I have been working for almost four years on an ambulance. Even before that, I volunteered doing the same sort of work. In all the years I have worked in emergency services, I can count one one hand the number of times I have been afraid for my own safety on a call. In every case I can count it was related not to the nature of the call or the people involved, but the weather. I am statistically more likely to die in an accident on the way to a call than by any other means.
What happened in Webster, NY this morning is by no means novel. EMT and Paramedic courses specifically include an entire unit on personal safety, including warning us to beware that any given call may indeed be a trap. We are targets, because we are so easy to lure into the hunter's trap. A call to 911 will get a response. There is no case that we would refuse to respond.
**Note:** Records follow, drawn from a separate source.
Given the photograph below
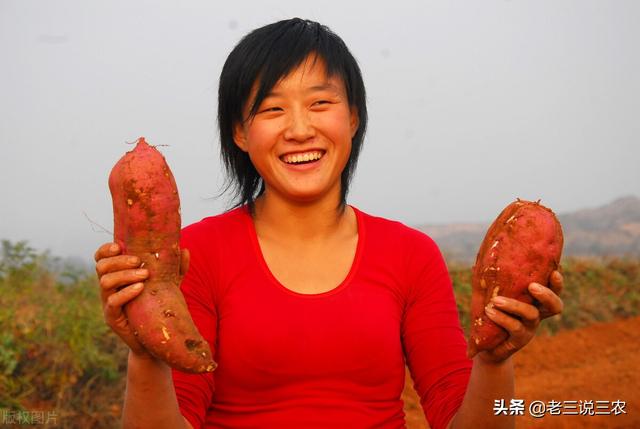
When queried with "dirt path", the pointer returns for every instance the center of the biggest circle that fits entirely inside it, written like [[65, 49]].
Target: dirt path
[[597, 363]]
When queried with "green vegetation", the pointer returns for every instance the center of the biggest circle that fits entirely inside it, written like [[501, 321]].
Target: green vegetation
[[56, 353]]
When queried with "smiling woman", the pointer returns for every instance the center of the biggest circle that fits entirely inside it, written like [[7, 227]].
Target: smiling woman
[[312, 307], [299, 138]]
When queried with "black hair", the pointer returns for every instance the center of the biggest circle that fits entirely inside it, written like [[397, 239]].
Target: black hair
[[265, 56]]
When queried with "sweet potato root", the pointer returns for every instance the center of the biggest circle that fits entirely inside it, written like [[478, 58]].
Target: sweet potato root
[[146, 210], [523, 245]]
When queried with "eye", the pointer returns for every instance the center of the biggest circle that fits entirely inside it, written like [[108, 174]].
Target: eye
[[270, 109]]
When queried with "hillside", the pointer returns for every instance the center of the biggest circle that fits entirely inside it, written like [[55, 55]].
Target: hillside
[[609, 230]]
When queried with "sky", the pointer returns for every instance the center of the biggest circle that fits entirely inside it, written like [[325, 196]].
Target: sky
[[471, 104]]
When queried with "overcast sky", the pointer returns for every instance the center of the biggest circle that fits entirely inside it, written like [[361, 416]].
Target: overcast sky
[[472, 104]]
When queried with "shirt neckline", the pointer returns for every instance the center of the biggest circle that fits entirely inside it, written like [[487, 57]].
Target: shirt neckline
[[273, 280]]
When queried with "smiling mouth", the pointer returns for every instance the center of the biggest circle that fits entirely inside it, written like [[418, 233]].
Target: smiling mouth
[[302, 157]]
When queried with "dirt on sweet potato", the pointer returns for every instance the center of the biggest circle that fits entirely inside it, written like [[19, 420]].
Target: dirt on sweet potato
[[523, 245], [146, 210]]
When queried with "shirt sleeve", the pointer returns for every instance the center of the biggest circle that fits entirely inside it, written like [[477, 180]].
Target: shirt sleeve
[[195, 391], [434, 343]]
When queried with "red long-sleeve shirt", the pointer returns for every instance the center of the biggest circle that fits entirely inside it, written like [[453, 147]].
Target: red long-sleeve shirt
[[330, 360]]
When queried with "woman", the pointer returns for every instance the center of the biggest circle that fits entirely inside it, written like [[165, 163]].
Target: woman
[[312, 307]]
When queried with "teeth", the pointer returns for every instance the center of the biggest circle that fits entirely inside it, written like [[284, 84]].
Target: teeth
[[302, 157]]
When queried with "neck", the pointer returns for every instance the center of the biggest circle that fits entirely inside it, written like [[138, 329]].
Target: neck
[[277, 218]]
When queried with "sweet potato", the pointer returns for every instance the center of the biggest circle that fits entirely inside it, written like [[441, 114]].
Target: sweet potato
[[523, 245], [146, 210]]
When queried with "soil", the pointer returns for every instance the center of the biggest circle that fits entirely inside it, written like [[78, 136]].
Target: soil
[[595, 363]]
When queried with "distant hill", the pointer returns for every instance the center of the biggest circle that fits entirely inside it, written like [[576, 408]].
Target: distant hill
[[609, 230]]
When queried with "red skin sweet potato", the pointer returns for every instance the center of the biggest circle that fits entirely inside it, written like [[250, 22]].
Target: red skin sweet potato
[[523, 245], [146, 210]]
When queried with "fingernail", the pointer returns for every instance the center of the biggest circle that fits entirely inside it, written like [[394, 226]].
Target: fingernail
[[536, 287], [498, 300]]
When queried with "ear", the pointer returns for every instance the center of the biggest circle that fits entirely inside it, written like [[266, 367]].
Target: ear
[[240, 137], [354, 121]]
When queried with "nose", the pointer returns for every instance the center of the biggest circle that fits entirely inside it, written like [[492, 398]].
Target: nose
[[299, 127]]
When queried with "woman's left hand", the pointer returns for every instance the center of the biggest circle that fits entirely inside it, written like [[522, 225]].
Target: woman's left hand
[[520, 319]]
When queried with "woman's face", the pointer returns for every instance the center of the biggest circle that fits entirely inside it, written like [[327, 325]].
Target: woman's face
[[300, 138]]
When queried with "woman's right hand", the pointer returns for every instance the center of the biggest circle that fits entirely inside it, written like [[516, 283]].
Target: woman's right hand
[[121, 280]]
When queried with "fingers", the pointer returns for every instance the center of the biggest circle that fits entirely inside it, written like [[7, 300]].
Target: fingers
[[115, 301], [556, 282], [521, 330], [527, 313], [550, 303]]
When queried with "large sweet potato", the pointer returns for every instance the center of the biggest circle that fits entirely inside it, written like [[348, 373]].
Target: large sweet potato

Assuring our safety depends largely upon the people who answer those 911 calls. The call takers and dispatchers have a huge burden in having to assess a situation without actually being there, and having to characterize that situation based on verbal reports by often frantic, panicked individuals that are on the line. It is upon the information that they obtain that we as first responders decide whether to await police before approaching an emergency scene.
For all the years that I have worked on an ambulance, I have never considered that the people we serve would intentionally mean us harm. I have known some coworkers that wear Kevlar vests to work. I have, until today, thought them a little bit paranoid. Today, I have decided that my Christmas gift to myself will be a Kevlar vest.
Webster is but an hour away from here by highway.
Every call, every alarm elicits primarily thoughts of whether or not it is safe to insert myself into that scene. I have never before felt that my personal safety was at risk. Even on calls obviously related to violence, never have I felt that that violence could or would be directed at me. I am there to help, after all. What happened today in Webster is too close to ignore.
I am going in to work Christmas morning. It is not the first Christmas day I have had to work. A few years ago, I delivered a baby on Christmas, and I will never forget that experience. This Christmas, I will work, but this Christmas, I will be afraid. For the first time in my professional life, I will be afraid.
Wed Dec 26, 2012 at 5:39 AM PT: Thanks for all the recs and kindness. Was an okay day at work, and I hope you all also had a good holiday.